Microsoft released a Community Technology Preview of the framework and software development kit for building custom visual designers based on the modeling technology in Visual Studio 2005.

The preview will help customers and partners test the visual designer technology, code-named "Whitehorse," that will ship with Visual Studio 2005 Team System. Although the product itself won't be released until mid-2005, at the earliest, Microsoft said third-party developers and customers are already using the toolkit to create custom modeling tools for service-oriented architectures (SOAs) .

Microsoft demonstrated the software development kit at the ACM Conference on Object-Oriented Programming, Systems, Languages, and Applications (OOPSLA), held in Vancouver, B.C. this week.

Prashant Sridharan, lead product manager for the product, told internetnews.com the new technology will enable customers and partners to better adapt Visual Studio 2005 and the .NET Framework to meet specific business needs.
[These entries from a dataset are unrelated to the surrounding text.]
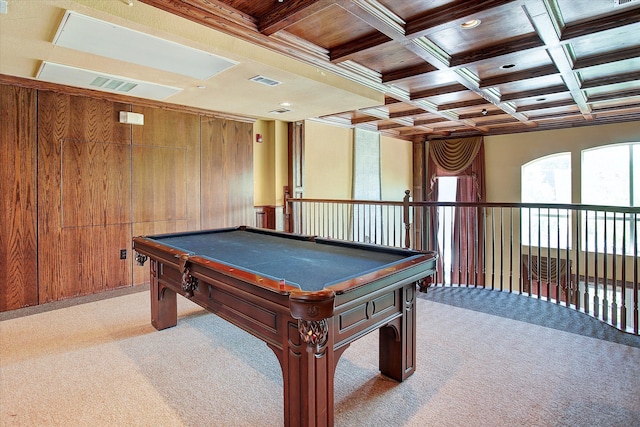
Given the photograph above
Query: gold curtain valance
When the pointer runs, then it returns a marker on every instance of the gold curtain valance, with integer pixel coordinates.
(454, 155)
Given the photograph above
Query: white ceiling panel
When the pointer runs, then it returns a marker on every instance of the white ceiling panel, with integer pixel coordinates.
(78, 77)
(88, 34)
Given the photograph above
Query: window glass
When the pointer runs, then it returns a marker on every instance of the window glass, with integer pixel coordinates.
(605, 176)
(546, 180)
(610, 177)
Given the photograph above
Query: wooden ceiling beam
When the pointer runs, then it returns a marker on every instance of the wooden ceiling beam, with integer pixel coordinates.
(526, 42)
(440, 90)
(408, 72)
(462, 104)
(546, 106)
(407, 113)
(600, 59)
(609, 80)
(447, 13)
(601, 23)
(347, 50)
(289, 12)
(543, 91)
(547, 70)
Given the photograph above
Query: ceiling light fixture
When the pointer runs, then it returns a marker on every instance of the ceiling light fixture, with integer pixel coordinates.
(473, 23)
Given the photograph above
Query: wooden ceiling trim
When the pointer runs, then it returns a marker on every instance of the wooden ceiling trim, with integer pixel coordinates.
(349, 50)
(378, 16)
(364, 119)
(544, 71)
(404, 73)
(441, 16)
(614, 96)
(602, 23)
(601, 59)
(546, 106)
(482, 113)
(389, 126)
(534, 93)
(423, 122)
(609, 80)
(407, 113)
(462, 104)
(210, 13)
(289, 12)
(546, 23)
(526, 42)
(440, 90)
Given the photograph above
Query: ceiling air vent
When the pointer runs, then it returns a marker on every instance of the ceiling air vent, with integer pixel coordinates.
(279, 111)
(265, 81)
(80, 77)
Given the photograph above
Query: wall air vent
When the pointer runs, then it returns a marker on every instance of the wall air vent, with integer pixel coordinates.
(279, 111)
(265, 81)
(79, 77)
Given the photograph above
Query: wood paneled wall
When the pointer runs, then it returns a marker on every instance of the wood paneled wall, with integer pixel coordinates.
(18, 260)
(226, 157)
(100, 182)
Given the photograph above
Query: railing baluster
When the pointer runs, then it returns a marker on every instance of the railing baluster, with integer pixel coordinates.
(591, 273)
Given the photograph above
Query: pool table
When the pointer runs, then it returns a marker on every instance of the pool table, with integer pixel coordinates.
(306, 297)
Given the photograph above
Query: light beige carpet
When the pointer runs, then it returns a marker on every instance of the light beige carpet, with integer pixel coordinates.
(103, 364)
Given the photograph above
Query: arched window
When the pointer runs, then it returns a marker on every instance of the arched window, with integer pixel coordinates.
(546, 180)
(611, 177)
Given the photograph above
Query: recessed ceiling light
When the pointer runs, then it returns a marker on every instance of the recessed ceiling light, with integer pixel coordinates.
(470, 24)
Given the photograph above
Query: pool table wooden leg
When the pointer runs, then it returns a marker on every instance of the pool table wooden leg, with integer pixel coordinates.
(164, 306)
(308, 373)
(397, 340)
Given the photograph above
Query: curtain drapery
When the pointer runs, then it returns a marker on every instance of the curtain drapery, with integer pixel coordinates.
(463, 159)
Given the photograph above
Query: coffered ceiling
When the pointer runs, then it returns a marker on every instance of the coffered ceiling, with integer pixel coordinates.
(522, 65)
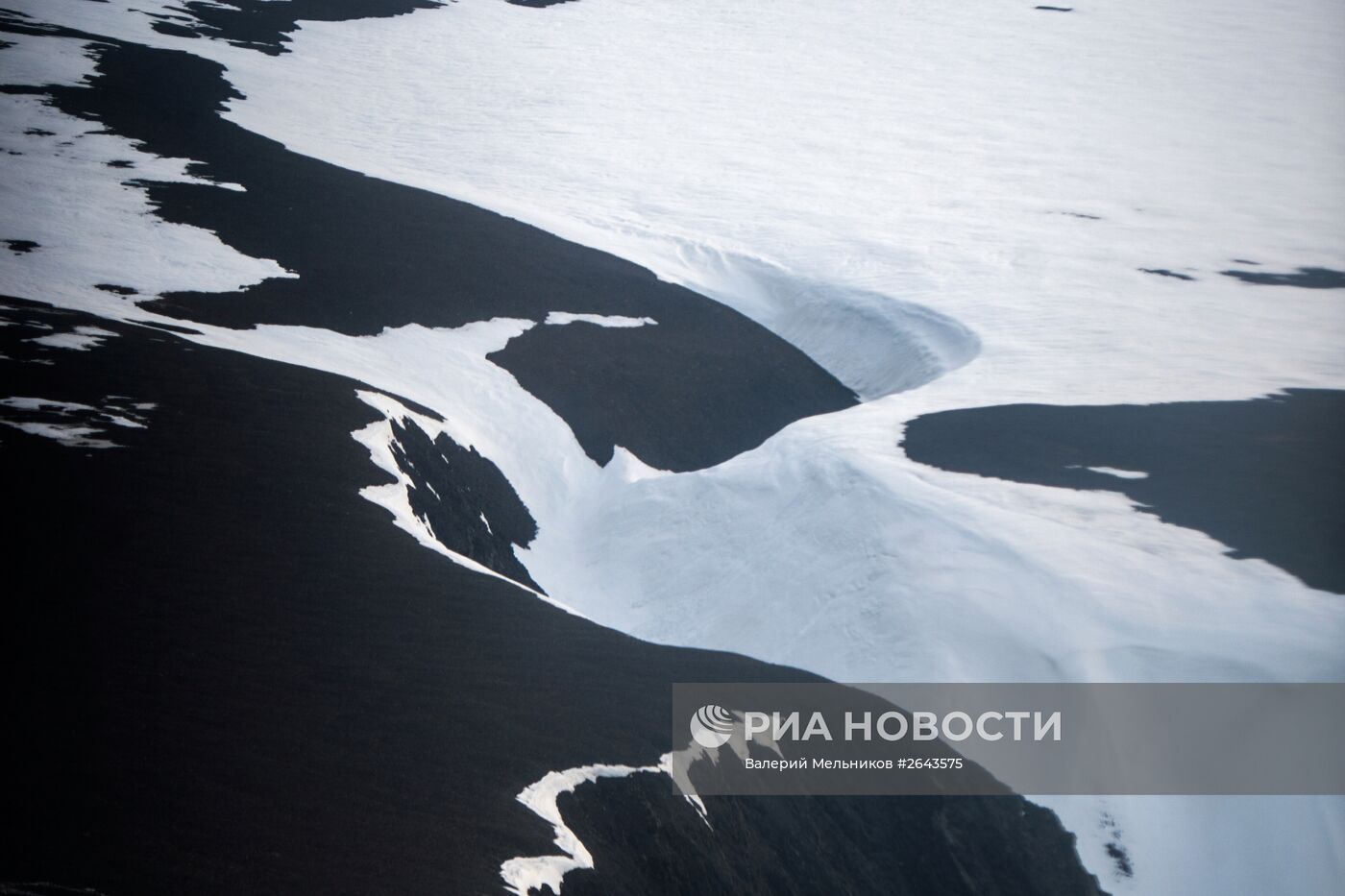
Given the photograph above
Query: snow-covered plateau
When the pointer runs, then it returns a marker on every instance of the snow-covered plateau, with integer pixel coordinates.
(944, 205)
"The modeling tools available today are too generic," he said. "There are tools to customize, but they can be pretty obtuse. We've delivered tools especially for service-oriented architectures. We recognize that several customers will want to build their own tools on top of that." The SDK includes tools for building, designing infrastructures and validating that the designs will work.

The Tuesday announcement of the availability of the SDK was bolstered by announcements from Microsoft partners Borland, Siemens and Unisys that they would use the tools to deliver domain-specific language designers for their respective vertical industries.

The toolkit is part of a larger industry initiative called Software Factories, which are customized applications built on top of packaged apps. Software Factories lets developers focus on business rules and systems instead of having to build software from scratch.

"With Whitehorse, we tried to build a tool that makes it really easy to build service-oriented architectures," Sridharan said. Microsoft expects that ISVs will use the toolkit to build plug-ins, and that system integrators will use it for their own-house product development.

With partners and ISVs, he said, "I expect there to be a cottage industry around this, just like there is in the control and component market."

Users won't be regular corporate developers, Sridharan said. "This requires a sense of foresight and industry knowledge that typically a software architect or very senior developer would have." Most likely, technical decision makers and lead developers will use the SDK.

"You'll see a practice grow up inside corporations that choose to build their own modeling tools," he said. It will be an ongoing process of rolling out one version of an internal business application, then improving on it with subsequent versions. "We hope that investment and work will pay off as corporate developers use those models and are more productive as a result," he said.